Post-rebuttal Meta-Reviews

Meta-review # 1 (Primary)

  • Please provide your assessment of the paper taking all information into account, including rebuttal. Highlight the key strengths and weaknesses of the paper, clarify how you reconciled contrasting review comments and scores, indicate if concerns were successfully addressed in the rebuttal, and provide a clear justification of your decision. If you disagree with some of the (meta)reviewer statements, you can indicate so in your meta-review. Please make sure that the authors, program chairs, and the public can understand the reason for your decision.

    The authors have responded properly to the major concerns in their rebuttal so the primary AC suggests acceptance of the paper at MICCAI. R#2 provides further comments, which would be ideally considered for future improvement if extended work will be performed.



Meta-review #2

  • Please provide your assessment of the paper taking all information into account, including rebuttal. Highlight the key strengths and weaknesses of the paper, clarify how you reconciled contrasting review comments and scores, indicate if concerns were successfully addressed in the rebuttal, and provide a clear justification of your decision. If you disagree with some of the (meta)reviewer statements, you can indicate so in your meta-review. Please make sure that the authors, program chairs, and the public can understand the reason for your decision.

    The authors addressed most of the concerns from the reviewers and I would recommend accept.



Meta-review #3

  • Please provide your assessment of the paper taking all information into account, including rebuttal. Highlight the key strengths and weaknesses of the paper, clarify how you reconciled contrasting review comments and scores, indicate if concerns were successfully addressed in the rebuttal, and provide a clear justification of your decision.

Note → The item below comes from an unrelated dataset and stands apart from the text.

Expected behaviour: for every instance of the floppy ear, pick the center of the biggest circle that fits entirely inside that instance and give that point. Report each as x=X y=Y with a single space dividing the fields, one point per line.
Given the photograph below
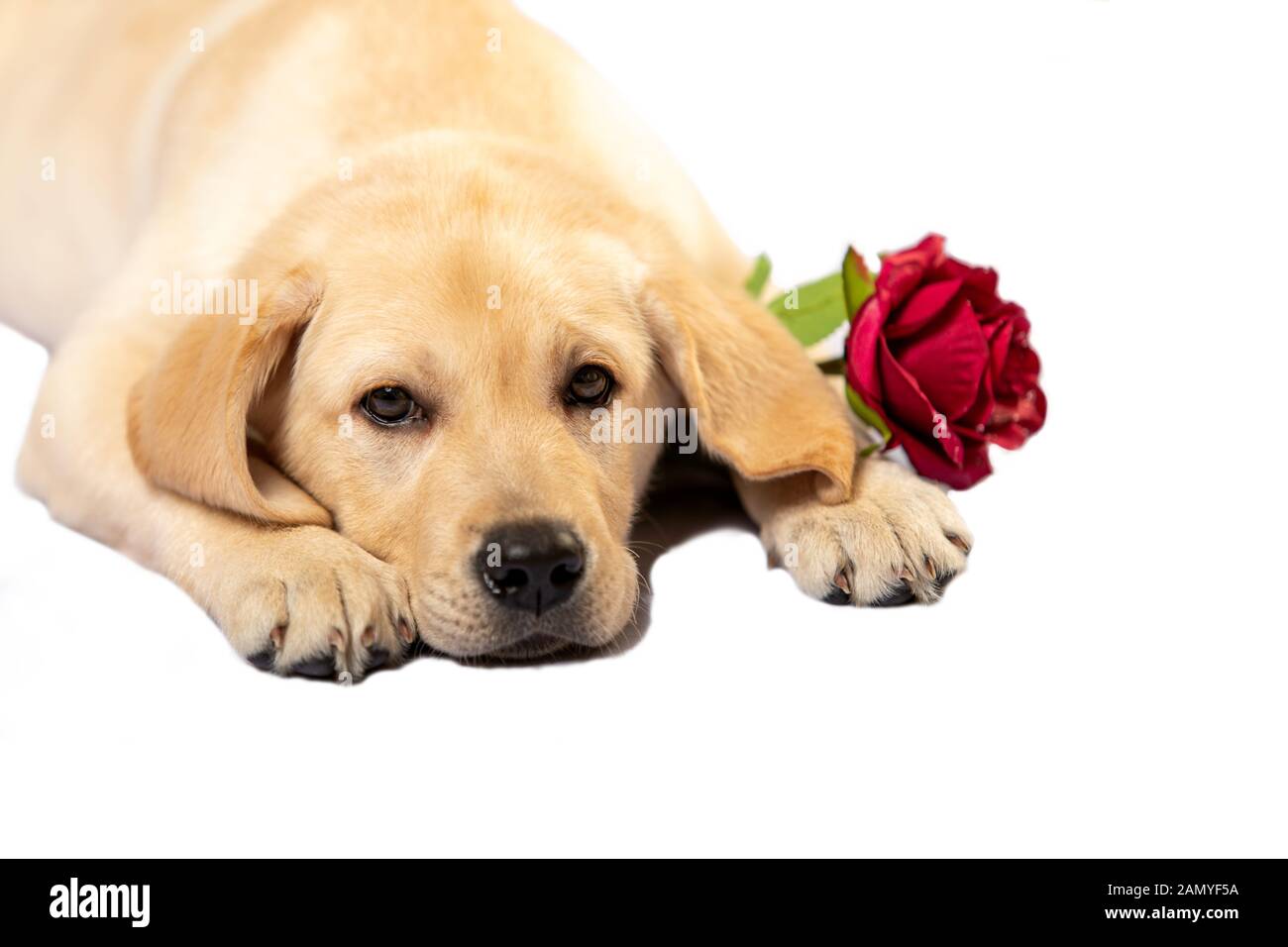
x=761 y=405
x=188 y=415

If you disagree with some of the (meta)reviewer statements, you can indicate so in your meta-review. Please make sure that the authors, program chairs, and the public can understand the reason for your decision.

    This paper proposed a pretext-based learning framework for cognitive impairment prediction using structural MRI data, which is a hot topic in MICCAI field. Although the authors have provided detailed rebuttal to address the reviewers and AC’s concerns. I agree with a majority of reviewers that the technical novelty is not that great. Some key comparisons are also missed in the current version of study. Therefore I recommend reject of this paper.